Loan Comparison Calculator
Compare two loans side by side to find the best option for your borrowing needs
Compare Loan Options
Evaluate two loan options by calculating monthly payments, total interest costs, and total costs. Make an informed decision by comparing the full financial impact of each loan.
Loan A
Loan B
Formula
M = P * r(1+r)^n / ((1+r)^n - 1)
This formula calculates the fixed monthly payment for a loan. P is the principal amount, r is the monthly interest rate (annual rate divided by 12), and n is the total number of payments (years multiplied by 12).
Frequently Asked Questions
When to Use the Loan Comparison Calculator
- Comparing multiple loan offers from different lenders
- Deciding between different loan terms (15-year vs 30-year mortgage)
- Evaluating auto loan options with varying rates
- Determining the best personal loan option
- Understanding the true cost of different loan structures
Common Mistakes
- Only comparing monthly payments: A lower payment over a longer term means more total interest. Always compare total cost, not just monthly payment.
- Ignoring origination fees: Many loans charge fees to originate or close. Factor these into your total cost comparison.
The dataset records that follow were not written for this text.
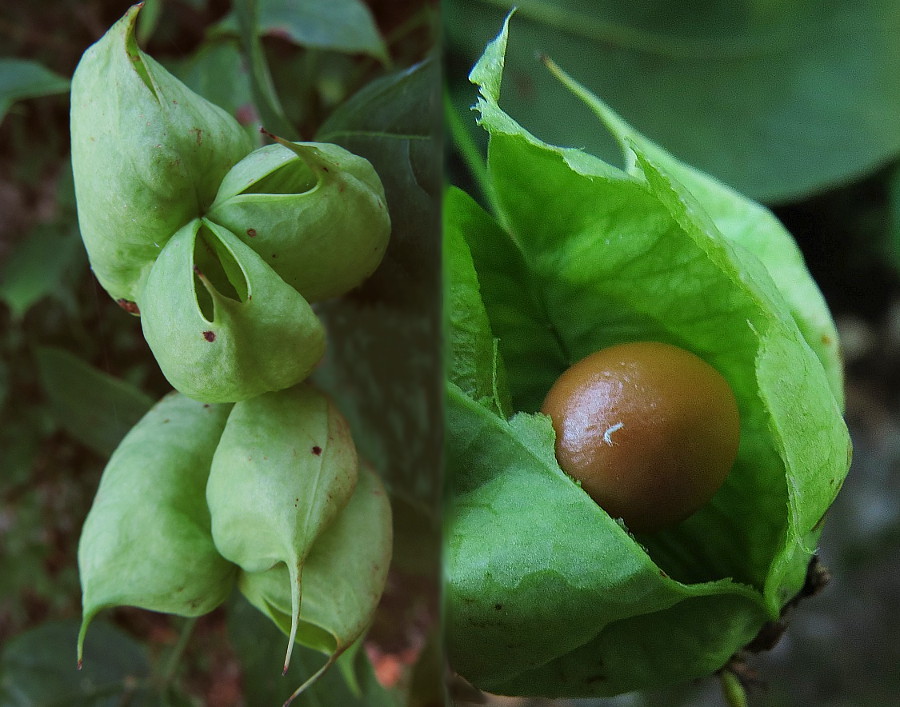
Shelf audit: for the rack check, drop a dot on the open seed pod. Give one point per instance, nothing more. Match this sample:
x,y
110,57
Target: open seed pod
x,y
147,541
343,576
222,324
313,211
546,592
285,468
148,155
- Forgetting property taxes and insurance: Mortgage calculations should include taxes and insurance, not just principal and interest.
- Not accounting for early payoff: If you plan to pay off early, focus on total interest during the period you will hold the loan.
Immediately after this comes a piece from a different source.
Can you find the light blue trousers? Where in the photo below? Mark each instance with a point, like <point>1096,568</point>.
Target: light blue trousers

- Comparing variable and fixed rates directly: Variable rates may increase, making them more expensive than they appear. Compare worst-case scenarios.
Formula Explained
Monthly payment is calculated using the standard loan formula:
M = P * r(1+r)^n / ((1+r)^n - 1)Where M = monthly payment, P = principal, r = monthly interest rate, n = number of payments. Total cost = monthly payment × number of payments.